Tuesday, June 16, 2015

Fey Steeds and Faery Riders

 Dryad's Saddle or Pheasant's back mushroom
 (Polyporus squamosus)
In early summer, one goes off into the forest in search of orchids and sometimes encounters fetching fungi instead.  It's a treat to find such arty structures, and they pop out of the woodwork around the same time as morels do, sometimes growing quite large - well over a foot across.  This one was growing out of an elm stump along the trail into the deep woods, and it could be seen from quite a distance because of its tawny ochery coloring.

The mushrooms are a species of bracket fungus, and their common name derives from European mythological tradition which held that the fey woodland beings called dryads found the growths comfortable and liked to ride them.  Do the saddles develop legs and canter off with their tiny riders when nobody is looking?  As for the second name, they do look rather like the mottled feathering on a pheasant's back.
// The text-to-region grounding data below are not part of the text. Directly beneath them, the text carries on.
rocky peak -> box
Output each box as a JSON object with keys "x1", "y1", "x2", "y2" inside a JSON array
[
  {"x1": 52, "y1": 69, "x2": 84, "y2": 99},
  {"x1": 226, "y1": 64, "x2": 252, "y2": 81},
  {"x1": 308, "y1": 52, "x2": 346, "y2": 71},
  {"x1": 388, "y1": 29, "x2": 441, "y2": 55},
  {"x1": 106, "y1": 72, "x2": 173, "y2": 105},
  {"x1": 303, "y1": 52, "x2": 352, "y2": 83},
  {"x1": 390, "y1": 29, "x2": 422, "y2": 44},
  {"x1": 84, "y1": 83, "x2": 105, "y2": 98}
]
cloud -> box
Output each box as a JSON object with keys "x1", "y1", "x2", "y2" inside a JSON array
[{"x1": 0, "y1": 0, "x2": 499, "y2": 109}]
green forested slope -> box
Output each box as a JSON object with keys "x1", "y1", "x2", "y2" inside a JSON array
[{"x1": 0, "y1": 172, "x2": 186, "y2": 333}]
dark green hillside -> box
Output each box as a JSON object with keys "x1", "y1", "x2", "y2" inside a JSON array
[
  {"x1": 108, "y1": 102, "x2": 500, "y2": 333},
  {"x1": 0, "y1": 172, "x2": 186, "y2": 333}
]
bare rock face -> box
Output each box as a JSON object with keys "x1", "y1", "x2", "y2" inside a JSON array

Tough in their maturity (rather like me, I suppose), the "saddles" are deliciously edible when young and tender, and they smell rather like watermelons and apparently taste like them when raw.  I haven't tried doing it, but apparently one can make a lovely stiff creamy thick paper out of the fibers.  Since all the specimens located so far are old and stringy, I haven't tried eating them - I simply like them for their shape (kind of like the starship Enterprise), their vivid earthy hues, and the fact that they show up like technicolor balloons on stumps and among fallen trees.  They are such bright little creatures, and on a dully rainy day, they light up the woods like lighted candles.

4 comments:

Kameshwari said...

Enchanting! I will have to keep my eyes open for such sprites
!

sarah said...

I always admire people who have the courage to eat wild mushrooms!

Rowan said...

I always enjoy finding the various kinds of fungi though I associate them with Autumn really. These are beautiful and I love their name. If it's a European name they must presumably grow over here as well so I shall look out for them.

Guy said...

Hi Cate

The markings on this mushroom are lovely.